29 C.F.R. § 1910.1030 requires employers to protect all workers whose job duties may be reasonably anticipated to bring them into contact with blood and other potentially infectious materials.4 When a worker is exposed to such materials, the regulation requires post-exposure prophylaxis as indicated by United States Public Health Service recommendations. 29 C.F.R. § 1910.1030(b) defines an exposure as being “a specific eye, mouth, other mucous membrane, non-intact skin, or parenteral contact with blood or other potentially infectious materials.” Parenteral contact means “piercing mucous membranes or the skin barrier through such events as needlesticks, human bites, cuts, and abrasions.” Thus, mere contact with blood or other potentially infectious materials may or may not constitute an exposure.

Being splattered in the face and eye with foreign blood or other potentially infectious material constitutes a traumatic event for the purposes of KRS 342.0011(1).

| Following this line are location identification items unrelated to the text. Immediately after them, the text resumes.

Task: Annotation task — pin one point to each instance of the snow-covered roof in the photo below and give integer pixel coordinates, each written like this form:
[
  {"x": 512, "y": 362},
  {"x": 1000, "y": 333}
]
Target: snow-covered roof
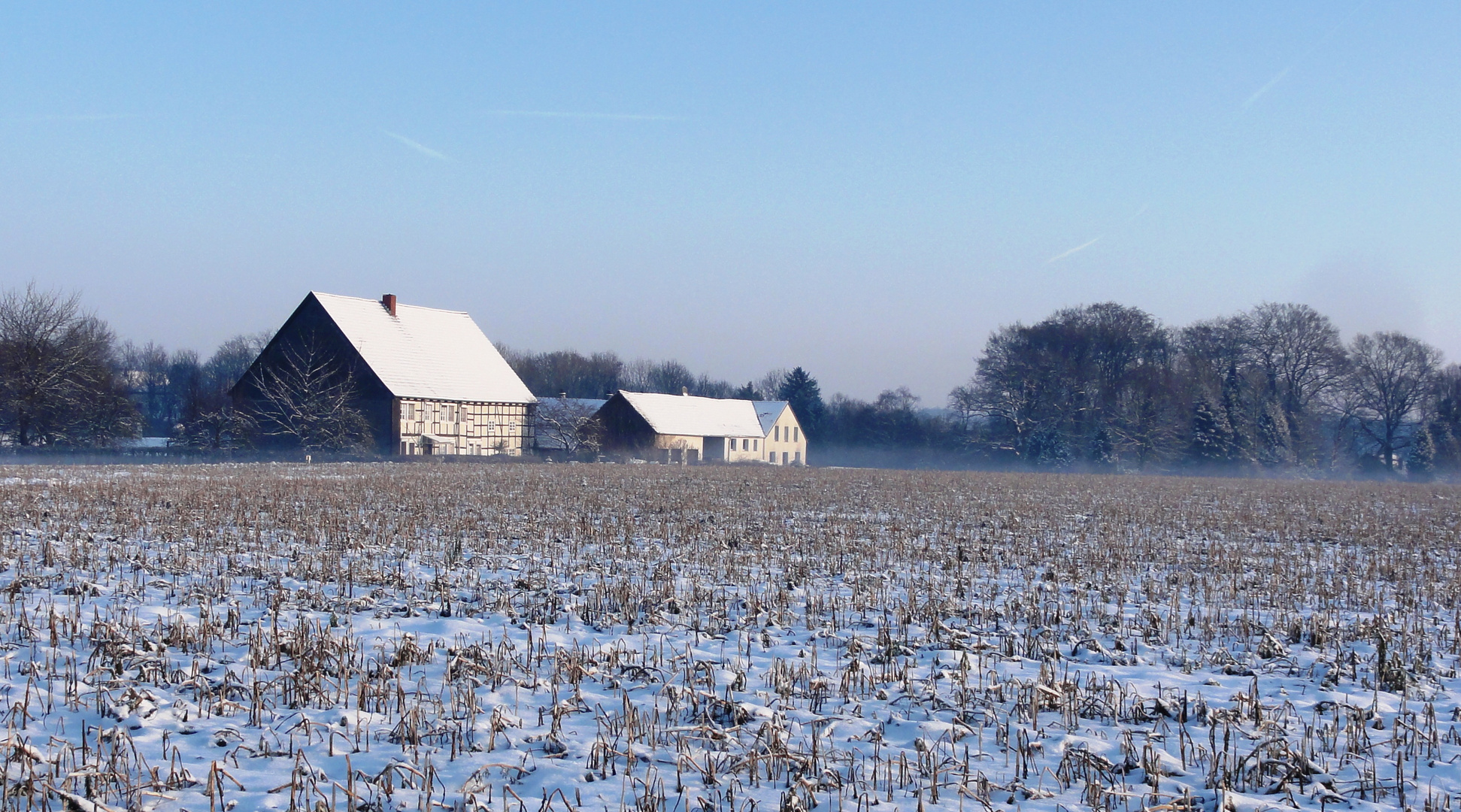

Objective medical evidence of a resulting exposure as defined in 29 C.F.R. § 1910.1030(b) evidences a harmful change in the human organism because such exposure introduces foreign blood or other potentially infectious material into the worker’s body. Thus, KRS 342.020(1) entitles the affected worker to reasonable and necessary medical treatment “for the cure and relief from the effects of an injury.”5 KRS 342.020(1) includes treatment for the injury’s immediate effects as well as treatment to help determine if it produced harmful changes not evident immediately *686or to address such changes. What treatment is reasonable and necessary depends on the circumstances.

The carrier argues that all medical treatment and testing to date has failed to reveal any objective medical findings of a harmful change in the human organism, but it does not dispute that blood and saline splattered onto the worker’s face and into his eye. Thus, the absence of a medical report to confirm that fact does not compel a finding in the carrier’s favor. We conclude, therefore, that the ALJ did not err in finding that the worker sustained an injury and that the carrier is liable for reasonable and necessary medical treatment, including both the initial treatment and post-exposure prophylaxis.

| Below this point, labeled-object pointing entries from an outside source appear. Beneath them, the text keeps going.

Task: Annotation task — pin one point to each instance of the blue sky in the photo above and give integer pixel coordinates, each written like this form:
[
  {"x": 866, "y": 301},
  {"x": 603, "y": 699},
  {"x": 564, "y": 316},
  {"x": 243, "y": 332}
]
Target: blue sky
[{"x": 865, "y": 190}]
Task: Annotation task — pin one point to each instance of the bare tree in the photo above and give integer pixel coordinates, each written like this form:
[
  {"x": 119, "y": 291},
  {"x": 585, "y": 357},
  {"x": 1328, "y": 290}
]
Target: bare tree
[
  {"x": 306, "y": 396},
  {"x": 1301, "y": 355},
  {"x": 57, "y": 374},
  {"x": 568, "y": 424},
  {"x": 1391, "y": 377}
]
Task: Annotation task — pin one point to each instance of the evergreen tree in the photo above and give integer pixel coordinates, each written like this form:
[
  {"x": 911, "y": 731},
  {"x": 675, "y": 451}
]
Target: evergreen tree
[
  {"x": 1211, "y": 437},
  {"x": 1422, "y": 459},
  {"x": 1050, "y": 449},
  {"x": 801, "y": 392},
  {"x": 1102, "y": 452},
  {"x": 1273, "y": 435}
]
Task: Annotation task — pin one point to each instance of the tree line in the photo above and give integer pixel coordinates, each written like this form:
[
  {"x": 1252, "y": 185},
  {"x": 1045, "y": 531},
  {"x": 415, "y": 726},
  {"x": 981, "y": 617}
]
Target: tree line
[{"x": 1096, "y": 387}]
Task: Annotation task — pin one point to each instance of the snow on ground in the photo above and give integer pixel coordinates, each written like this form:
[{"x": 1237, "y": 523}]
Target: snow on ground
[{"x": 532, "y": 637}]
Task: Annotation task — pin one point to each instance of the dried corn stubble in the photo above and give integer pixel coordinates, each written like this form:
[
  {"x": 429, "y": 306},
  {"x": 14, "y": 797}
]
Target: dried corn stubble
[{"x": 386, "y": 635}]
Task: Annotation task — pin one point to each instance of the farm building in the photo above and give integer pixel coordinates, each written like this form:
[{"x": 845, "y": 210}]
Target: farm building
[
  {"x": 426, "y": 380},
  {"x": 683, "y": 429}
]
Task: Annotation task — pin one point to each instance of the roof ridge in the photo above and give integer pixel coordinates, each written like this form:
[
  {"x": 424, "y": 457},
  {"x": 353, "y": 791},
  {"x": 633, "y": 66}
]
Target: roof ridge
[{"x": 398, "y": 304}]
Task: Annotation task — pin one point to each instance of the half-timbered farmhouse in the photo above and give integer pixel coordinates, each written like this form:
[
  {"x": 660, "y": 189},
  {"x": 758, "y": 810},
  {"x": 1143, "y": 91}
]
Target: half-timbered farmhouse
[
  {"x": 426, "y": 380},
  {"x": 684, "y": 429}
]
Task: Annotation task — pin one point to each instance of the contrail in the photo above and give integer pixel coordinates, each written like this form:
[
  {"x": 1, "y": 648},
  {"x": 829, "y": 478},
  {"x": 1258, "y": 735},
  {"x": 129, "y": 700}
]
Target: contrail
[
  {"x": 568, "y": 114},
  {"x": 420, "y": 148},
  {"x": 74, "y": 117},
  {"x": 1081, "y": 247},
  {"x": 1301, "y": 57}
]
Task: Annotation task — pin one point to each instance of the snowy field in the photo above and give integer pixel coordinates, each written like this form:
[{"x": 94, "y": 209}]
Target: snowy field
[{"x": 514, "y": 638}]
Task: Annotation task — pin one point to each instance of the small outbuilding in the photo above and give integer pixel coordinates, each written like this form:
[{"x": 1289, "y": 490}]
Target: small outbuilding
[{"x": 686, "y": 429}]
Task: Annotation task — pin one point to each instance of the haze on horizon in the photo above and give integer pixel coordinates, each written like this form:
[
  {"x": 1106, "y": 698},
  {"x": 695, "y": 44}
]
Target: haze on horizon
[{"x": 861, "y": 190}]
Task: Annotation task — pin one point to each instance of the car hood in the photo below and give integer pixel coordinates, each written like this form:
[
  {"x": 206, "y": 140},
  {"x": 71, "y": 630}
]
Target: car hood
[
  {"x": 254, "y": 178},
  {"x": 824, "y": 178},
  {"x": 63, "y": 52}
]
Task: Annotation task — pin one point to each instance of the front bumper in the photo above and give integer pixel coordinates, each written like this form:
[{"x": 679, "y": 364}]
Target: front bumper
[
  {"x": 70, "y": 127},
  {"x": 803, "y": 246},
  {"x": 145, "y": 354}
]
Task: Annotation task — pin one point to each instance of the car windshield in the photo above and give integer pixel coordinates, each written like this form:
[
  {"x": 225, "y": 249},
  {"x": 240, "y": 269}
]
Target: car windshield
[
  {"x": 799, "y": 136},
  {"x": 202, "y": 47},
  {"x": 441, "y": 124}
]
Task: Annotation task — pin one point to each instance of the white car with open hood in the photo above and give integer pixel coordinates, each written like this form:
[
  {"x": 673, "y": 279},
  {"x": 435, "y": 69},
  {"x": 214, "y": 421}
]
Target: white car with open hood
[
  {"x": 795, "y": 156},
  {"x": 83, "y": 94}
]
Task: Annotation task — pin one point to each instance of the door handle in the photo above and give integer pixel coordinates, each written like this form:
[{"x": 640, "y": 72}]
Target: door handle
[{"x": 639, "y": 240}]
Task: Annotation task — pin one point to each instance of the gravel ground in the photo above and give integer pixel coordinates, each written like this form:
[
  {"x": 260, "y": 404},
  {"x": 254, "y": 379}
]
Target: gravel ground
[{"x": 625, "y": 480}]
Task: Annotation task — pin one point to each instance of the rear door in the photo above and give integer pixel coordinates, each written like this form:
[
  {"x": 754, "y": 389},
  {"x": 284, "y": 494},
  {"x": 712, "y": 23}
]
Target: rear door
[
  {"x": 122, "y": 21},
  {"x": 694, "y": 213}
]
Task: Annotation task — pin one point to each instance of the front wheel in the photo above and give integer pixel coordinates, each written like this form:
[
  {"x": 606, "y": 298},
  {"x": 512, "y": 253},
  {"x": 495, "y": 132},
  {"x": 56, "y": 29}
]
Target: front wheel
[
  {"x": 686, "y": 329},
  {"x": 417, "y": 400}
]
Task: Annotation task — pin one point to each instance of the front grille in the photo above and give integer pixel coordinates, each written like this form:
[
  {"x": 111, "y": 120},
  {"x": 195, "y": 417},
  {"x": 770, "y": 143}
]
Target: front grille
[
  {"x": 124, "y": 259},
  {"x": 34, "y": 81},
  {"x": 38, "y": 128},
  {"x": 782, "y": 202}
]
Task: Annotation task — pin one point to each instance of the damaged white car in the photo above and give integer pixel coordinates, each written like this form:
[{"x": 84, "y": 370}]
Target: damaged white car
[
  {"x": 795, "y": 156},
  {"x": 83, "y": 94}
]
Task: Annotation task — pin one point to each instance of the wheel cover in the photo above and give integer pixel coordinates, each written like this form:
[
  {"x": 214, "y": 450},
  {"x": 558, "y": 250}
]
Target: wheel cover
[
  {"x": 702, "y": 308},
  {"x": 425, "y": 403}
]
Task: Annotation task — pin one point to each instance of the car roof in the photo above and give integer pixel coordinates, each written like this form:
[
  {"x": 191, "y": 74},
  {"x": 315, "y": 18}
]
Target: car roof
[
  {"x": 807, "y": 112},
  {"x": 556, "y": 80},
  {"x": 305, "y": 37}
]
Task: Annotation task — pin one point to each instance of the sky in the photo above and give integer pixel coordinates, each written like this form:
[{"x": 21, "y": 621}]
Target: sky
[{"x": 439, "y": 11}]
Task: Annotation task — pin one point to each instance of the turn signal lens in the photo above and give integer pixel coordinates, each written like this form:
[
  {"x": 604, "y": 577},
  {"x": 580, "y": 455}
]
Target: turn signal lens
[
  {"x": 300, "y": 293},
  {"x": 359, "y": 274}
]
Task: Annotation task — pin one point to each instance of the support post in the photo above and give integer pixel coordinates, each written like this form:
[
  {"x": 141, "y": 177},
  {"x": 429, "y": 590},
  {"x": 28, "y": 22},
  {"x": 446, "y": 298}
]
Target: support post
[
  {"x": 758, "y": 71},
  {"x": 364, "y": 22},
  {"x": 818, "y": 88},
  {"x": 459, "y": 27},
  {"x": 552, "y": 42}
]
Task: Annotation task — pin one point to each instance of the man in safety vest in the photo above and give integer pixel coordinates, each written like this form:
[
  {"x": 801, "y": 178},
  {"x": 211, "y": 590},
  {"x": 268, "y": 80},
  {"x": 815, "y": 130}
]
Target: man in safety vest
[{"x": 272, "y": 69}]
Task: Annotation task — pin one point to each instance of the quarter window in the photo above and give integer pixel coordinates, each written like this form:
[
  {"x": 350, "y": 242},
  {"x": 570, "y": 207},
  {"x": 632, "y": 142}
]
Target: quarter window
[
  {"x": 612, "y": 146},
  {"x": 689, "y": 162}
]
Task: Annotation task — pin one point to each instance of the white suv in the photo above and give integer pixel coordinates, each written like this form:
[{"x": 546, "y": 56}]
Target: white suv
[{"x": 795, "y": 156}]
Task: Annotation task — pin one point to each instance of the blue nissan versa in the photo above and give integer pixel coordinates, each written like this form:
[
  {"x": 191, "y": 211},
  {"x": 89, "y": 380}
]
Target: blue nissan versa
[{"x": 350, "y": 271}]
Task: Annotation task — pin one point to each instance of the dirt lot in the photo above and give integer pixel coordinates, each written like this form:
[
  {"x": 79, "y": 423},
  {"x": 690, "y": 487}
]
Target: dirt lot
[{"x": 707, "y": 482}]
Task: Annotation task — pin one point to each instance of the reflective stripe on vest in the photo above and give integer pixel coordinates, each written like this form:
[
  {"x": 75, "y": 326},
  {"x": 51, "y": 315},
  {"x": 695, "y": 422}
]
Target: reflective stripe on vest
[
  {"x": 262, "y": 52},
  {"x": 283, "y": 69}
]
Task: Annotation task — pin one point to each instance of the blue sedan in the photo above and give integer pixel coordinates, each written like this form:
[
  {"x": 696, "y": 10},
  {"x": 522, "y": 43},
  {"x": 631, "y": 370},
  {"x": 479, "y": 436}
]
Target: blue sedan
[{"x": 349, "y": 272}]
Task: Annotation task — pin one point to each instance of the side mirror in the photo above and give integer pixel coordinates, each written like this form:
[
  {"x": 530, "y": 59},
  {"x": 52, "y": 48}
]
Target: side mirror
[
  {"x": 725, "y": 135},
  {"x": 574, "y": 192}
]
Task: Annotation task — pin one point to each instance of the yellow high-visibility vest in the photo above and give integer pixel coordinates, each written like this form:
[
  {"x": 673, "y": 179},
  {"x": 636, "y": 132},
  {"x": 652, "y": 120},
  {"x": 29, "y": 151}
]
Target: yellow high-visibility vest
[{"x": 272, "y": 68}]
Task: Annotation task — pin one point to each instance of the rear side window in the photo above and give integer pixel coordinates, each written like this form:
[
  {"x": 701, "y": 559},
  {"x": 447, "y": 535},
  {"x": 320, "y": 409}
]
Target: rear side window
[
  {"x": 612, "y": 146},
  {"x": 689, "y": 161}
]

The decision of the Court of Appeals is affirmed.

All sitting. All concur.

. 803 KAR 25:012, § 1 permits an employer, carrier, medical provider, or injured worker to file a medical fee dispute regardless of whether the worker has filed an application for workers’ compensation benefits.

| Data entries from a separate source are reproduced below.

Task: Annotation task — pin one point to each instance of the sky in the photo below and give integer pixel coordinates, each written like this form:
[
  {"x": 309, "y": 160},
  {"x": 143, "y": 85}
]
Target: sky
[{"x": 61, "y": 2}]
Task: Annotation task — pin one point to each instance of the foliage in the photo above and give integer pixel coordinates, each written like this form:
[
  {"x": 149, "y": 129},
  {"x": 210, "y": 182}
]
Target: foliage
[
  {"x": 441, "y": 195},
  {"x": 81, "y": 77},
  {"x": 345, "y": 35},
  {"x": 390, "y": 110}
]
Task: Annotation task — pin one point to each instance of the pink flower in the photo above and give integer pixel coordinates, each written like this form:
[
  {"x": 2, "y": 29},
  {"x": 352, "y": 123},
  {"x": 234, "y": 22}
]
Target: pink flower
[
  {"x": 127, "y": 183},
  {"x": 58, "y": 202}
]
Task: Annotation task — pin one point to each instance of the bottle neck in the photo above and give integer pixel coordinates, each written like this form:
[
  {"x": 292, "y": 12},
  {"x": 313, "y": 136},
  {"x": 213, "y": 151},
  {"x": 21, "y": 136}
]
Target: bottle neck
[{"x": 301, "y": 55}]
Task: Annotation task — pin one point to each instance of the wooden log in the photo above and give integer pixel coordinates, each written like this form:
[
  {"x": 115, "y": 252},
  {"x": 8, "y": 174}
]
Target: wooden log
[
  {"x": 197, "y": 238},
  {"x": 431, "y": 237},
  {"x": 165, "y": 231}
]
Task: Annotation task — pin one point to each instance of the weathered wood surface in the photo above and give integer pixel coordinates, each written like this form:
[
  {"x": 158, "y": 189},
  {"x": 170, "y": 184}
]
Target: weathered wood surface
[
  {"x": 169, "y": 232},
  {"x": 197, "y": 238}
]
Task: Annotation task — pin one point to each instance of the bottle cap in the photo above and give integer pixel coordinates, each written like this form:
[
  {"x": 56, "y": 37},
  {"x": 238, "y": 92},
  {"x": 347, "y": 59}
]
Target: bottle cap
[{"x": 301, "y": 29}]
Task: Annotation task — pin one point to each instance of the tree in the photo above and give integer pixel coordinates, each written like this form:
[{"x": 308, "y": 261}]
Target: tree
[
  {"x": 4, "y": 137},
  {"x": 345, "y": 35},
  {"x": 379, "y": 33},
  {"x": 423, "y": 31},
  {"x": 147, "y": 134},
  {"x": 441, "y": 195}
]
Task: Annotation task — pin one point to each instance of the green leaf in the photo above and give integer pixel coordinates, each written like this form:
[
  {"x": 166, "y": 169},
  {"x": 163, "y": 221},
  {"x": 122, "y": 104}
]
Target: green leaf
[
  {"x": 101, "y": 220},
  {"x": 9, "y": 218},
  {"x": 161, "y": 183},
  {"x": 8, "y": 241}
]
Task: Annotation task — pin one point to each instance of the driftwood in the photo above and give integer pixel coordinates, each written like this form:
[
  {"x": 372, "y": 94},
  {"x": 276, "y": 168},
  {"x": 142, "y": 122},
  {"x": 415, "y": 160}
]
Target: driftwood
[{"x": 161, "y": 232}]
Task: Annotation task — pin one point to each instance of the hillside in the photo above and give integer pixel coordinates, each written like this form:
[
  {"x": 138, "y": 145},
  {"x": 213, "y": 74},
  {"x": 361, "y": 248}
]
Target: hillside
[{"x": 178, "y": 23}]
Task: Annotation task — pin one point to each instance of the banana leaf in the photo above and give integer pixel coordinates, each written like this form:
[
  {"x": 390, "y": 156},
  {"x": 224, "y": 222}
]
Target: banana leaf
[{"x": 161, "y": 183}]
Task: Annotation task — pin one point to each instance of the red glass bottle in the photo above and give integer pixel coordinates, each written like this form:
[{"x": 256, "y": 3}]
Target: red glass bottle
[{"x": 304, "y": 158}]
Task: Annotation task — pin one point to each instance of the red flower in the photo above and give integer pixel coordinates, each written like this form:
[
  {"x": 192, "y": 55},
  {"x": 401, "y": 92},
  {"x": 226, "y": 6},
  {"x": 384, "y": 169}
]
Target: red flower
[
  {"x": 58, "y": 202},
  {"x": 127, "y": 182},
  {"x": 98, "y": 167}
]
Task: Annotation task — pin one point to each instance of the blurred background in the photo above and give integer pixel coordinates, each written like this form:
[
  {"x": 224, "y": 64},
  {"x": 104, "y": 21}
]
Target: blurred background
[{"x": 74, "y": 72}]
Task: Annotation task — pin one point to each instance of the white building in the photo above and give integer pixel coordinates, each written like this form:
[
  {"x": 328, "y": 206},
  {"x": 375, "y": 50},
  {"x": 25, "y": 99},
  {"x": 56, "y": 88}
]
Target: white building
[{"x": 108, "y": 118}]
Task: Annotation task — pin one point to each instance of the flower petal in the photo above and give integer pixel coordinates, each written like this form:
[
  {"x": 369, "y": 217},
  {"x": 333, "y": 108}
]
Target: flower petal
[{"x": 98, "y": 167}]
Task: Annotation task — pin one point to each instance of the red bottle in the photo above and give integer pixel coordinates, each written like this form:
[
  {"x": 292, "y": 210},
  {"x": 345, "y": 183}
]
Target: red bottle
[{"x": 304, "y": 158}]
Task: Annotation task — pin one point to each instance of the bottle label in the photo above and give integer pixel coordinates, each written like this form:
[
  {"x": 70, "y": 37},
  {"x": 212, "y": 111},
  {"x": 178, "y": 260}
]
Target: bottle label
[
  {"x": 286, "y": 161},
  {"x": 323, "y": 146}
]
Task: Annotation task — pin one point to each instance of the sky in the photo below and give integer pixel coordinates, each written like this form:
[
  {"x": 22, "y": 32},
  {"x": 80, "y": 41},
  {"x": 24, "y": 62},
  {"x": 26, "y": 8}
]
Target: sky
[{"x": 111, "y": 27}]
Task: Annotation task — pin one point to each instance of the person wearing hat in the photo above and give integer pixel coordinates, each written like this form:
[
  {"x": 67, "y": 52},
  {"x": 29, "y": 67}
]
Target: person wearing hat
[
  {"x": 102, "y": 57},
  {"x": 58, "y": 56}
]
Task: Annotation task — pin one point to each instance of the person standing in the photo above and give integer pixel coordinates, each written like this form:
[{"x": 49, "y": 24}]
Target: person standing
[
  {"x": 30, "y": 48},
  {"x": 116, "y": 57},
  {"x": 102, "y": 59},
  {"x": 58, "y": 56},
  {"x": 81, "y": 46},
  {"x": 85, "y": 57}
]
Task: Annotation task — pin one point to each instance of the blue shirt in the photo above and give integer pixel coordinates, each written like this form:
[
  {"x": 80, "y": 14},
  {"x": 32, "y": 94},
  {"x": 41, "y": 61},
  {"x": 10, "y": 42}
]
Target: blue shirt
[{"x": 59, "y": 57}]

. See Richard E. Jacobs Group, Inc. v. White, 202 S.W.3d 24 (Ky.2006) (physical exertion from performing CPR and first aid constitutes a physically traumatic event); Lexington-Fayette Urban County Government v. West, 52 S.W.3d 564 (Ky.2001) (a psychological, psychiatric, or stress-related change must directly result from a physically traumatic event in order to be compensable as an injury). West and White involved allegations of psychological or psychiatric harm. At issue was the requirement that a psychological, psychiatric, or stress-related change in the human organism must result directly from a "physical injury” to be considered an injury under KRS 342.0011(1). The court construed the term "physical injury” as referring to “a physically traumatic event” rather than to a physical harm. Thus, West and White are instructive but of limited value because the present claim involves a physical harm. Physical harm is compensable under KRS 342.0011(1) without regard to whether the trauma that caused it was physical or emotional.

. Mobile Wash of Louisville, Inc. v. Lovitt, 565 S.W.2d 150 (Ky.App.1978).

. Secretary of Labor, Commonwealth of Kentucky v. Irvin H. Whitehouse & Sons, 977 S.W.2d 250 (Ky.App.1998).

. FEI Installation, Inc. v. Williams, 214 S.W.3d 313 (Ky.2007).